やがて──声がかすれ、すべてを吐き出したあとの沈黙の中で、ベリルはつぶやいた。
「こんな………こんな情けない自分が……誰かの親になっても良いのでしょうか……」
言ってしまったあと、胸がきゅうっと締めつけられた。
自分の口から出た“願い”にも似たその問いが、
あまりに愚かしくて、惨めで、恥ずかしくて──俯こうとしたそのとき。
教皇の低く静かな声が、ふわりと降りてきた。
「……なら、私はどうでしょうか」
「……え?」
ベリルが顔を上げると、教皇は窓際の光を背に、そっと微笑んでいた。
その微笑みには、どこか覚悟のようなものが滲んでいた。
「私は、かつて……最も愛した女性がいます。
名を……カトレア。現ゲルセニア帝国の“不死身の女帝”──カトレア・ゲルセニアです」
「……ッ」
ベリルの瞳が、大きく揺れた。
ゲルセニア帝国。
長年、ダックルス辺境地と争い続けている宿敵の国家。
その君主の名を、この男は──優しげに、懐かしむように口にした。
「私は、幼いカトレアを拾い、教会で育てました。
彼女は孤独でしたが、非常に聡明で、芯の強い子でした。
私は……その子を弟子とし、聖女として育て……そして、いつしか、愛してしまった」
声は穏やかだったが、その奥には、何層にも重なる“罪”が響いていた。
「彼女も、私の気持ちを受け入れてくれました。
……だからこそ、私は──彼女に、私と同じ“永遠の命”を与えてしまったのです」
ベリルは言葉を失った。
与えてしまった、というその言い方が、どれだけの重さを含んでいるか、言葉にせずとも伝わってきた。

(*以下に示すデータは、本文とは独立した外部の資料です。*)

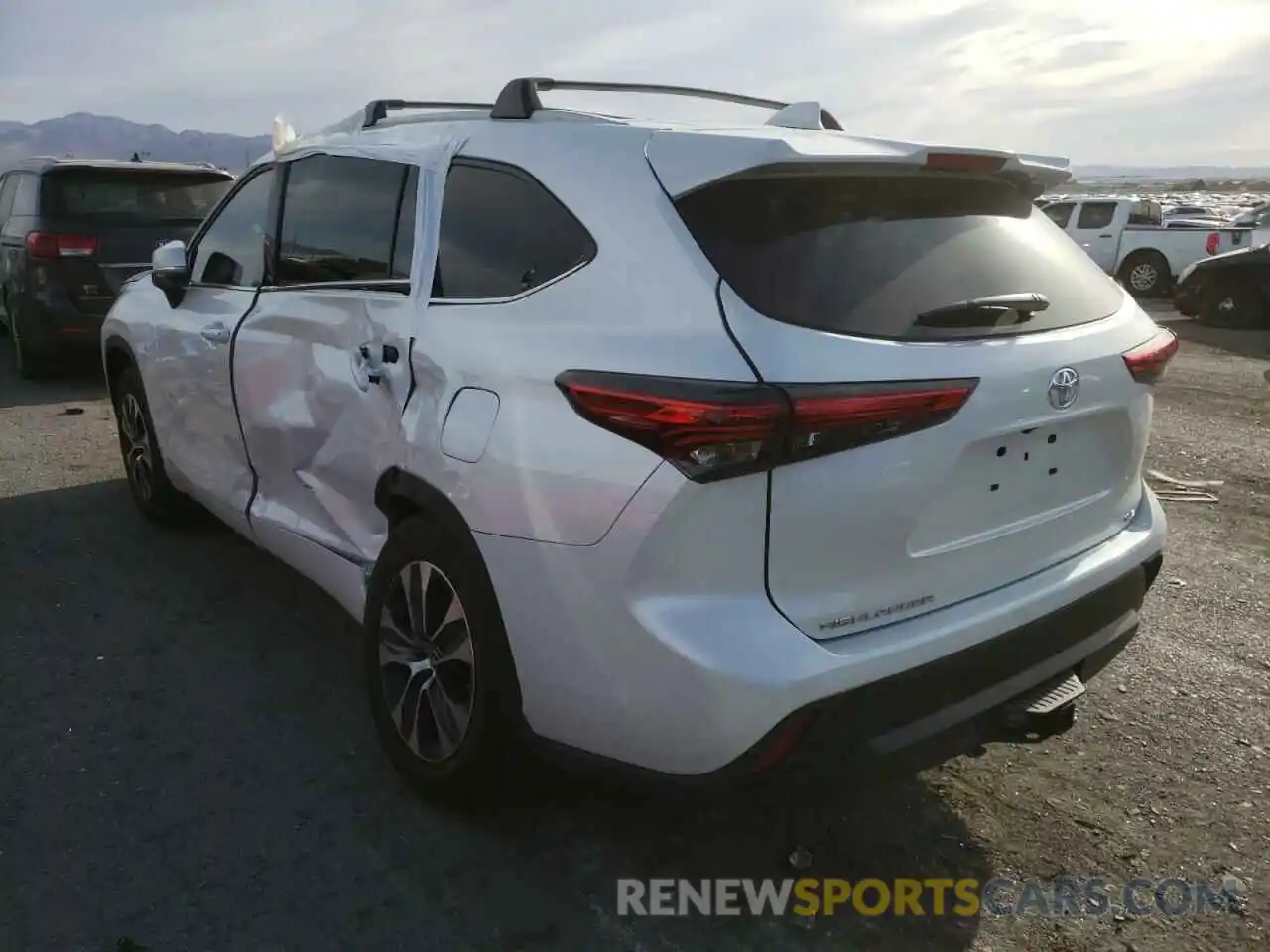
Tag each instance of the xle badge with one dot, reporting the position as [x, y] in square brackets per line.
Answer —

「それじゃあ……あの国が……戦争を続けているのは……」
恐る恐る、そう問いかけると──
教皇は、わずかに目を伏せ、そして静かに言った。
「私への復讐。そして──」
長いまつ毛が揺れ、唇がほんの少しだけ震えた。
「私に……彼女の命を、終わらせてほしいからでしょうね」
その言葉は、まるで祈りのように静かで、そしてあまりに哀しかった。
その背中は、今まで見た誰よりも孤独で、
それでいて、ひどく優しく、今にも崩れてしまいそうだった。
ベリルは、ただ息を呑み、言葉もなく見つめていた。